In larger countries we often hear of urban and rural criminal activity and though there is an aspect of that on the island especially as it relates to rural Barbados being the focal point for praedial larceny, livestock theft and drug landings, our size is such that monitoring country and town comes with a very thin line of demarcation.
Barbados’ land mass is so minuscule that rural is almost urban and one can probably stand on the roof of one’s home in St. John and observe activity in St. George or peep through one’s Christ Church window and view an incident in St. Michael.
So why do some criminal elements thrive on this dot?
We dare say that John Public must develop or enhance an attitude that crime-fighting is their domain and not just that of the Royal Barbados Police Force. The members of the RBPF should never find themselves having to beg for public assistance. The public should bombard them with help.

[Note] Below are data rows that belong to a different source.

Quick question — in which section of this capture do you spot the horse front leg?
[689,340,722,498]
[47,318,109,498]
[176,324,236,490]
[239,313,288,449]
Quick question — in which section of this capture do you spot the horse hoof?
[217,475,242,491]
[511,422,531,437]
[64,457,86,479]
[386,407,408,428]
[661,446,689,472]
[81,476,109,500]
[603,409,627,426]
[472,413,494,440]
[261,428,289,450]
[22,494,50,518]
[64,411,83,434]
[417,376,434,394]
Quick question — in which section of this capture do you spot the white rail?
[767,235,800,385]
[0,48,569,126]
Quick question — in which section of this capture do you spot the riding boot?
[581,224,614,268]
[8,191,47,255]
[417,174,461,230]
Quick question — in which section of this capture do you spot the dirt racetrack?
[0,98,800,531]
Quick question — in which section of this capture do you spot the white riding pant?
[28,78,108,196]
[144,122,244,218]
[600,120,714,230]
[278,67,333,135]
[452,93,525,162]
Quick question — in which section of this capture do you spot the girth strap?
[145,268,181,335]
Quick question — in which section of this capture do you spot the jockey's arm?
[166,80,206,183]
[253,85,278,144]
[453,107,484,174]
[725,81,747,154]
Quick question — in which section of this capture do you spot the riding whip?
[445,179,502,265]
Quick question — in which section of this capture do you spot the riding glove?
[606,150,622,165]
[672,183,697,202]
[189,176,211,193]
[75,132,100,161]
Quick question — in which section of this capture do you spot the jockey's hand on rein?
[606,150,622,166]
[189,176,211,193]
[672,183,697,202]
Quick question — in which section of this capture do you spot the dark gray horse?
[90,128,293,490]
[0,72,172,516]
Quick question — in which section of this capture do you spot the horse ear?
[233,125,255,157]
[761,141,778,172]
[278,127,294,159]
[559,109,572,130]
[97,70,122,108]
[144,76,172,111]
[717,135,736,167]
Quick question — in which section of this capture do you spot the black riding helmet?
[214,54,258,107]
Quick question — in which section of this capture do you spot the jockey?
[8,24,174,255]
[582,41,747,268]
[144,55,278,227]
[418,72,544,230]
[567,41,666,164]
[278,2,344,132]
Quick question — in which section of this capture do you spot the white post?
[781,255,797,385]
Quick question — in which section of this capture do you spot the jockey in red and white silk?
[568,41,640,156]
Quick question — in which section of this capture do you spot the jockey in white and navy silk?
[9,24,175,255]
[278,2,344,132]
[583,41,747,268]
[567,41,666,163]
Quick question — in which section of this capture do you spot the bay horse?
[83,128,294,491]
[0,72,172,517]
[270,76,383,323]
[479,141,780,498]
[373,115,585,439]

Information on anything and everything as it relates to making this island a safer, more law-abiding destination ought to be provided to the police force by all of us as a matter of routine and as a call of duty. Very rarely are members of the RBPF the direct victims of crime. We, the ordinary citizens are. Thus we assist ourselves by assisting them.
But there is another element to this scenario.
Our police must become more proactive as it relates to dealing with criminality in the island. We detect where a high degree of reactive policing, coupled with naked public relations, has crept into mainstream policing in the island over the past few years.
If there are reports of increased robberies, we get public disclosure that there will be a new anti-robbery squad. Reports of increased praedial larceny are often followed by information that there will be a new anti-praedial larceny squad. An increase of sexual assaults — an anti-sex crime unit. Domestic violence or domestic murder — a Family Conflict Unit. And the list goes on and on.
Inasmuch that the entire island should assist in fighting the crime scourge, the entire force should be a part of that same effort. We are aware that logistically and strategically there is an absolute necessity for specialised units to be assigned to deal with certain crimes. But our point is that squads are very small sections of the larger organisation and cannot be projected as the be all and end all of dealing with specific crimes.
The entire police force must be an anti-robbery unit, an anti-praedial larceny unit, an anti-sex crime unit and a Family Conflict Unit. And this should be so whether donned in plainclothes, uniform, sitting behind a desk, walking the beat or seeking promotion through the law courts.
We are aware from intelligence gathered that specialists, whether they be hand-writing experts, ballistic experts or accident reconstruction experts, are sometimes transferred from their areas of speciality to routine policing. Therefore it can be reasoned that response to a specific set of criminal circumstances should not be affected by the absence or unavailability of a particular unit or expert.
At the end of the day it will come down to a situation of being proactive, dedicated, and a willingness to respond swiftly and take decisive action when certain situations arise.
Sometimes we see felons reaching the courts charged with 30 to 40 instances of burglary and we often ponder how in a small country like Barbados did those persons manage to stack up those numbers? What were we, the public, seeing and doing when that criminal element reached five or ten burglaries? What was the police force doing?
And we ask these questions against the background that the cases had to have been reported initially; the perpetrators had to arrive and depart from the scene of their crimes; and in most instances, had to dispose of their ill-gotten gains. Where were the eyes and ears of the public? Where were our investigators before these reports mushroomed to 30, 40 or sometimes 50?
Barbados is still one of the safest places to live in the world. We owe this to the industry of our police force over the years, our education system, our social interventionists, our relatively high standard of living and a judicial system, that for all its institutionalised sloth, still functions with some plausible adequacy.
But we can do more. We are too small a nation for any form of criminality, blue or white collar, to thrive under our noses.
It is a matter of will, John Public’s and the Royal Barbados Police Force’s.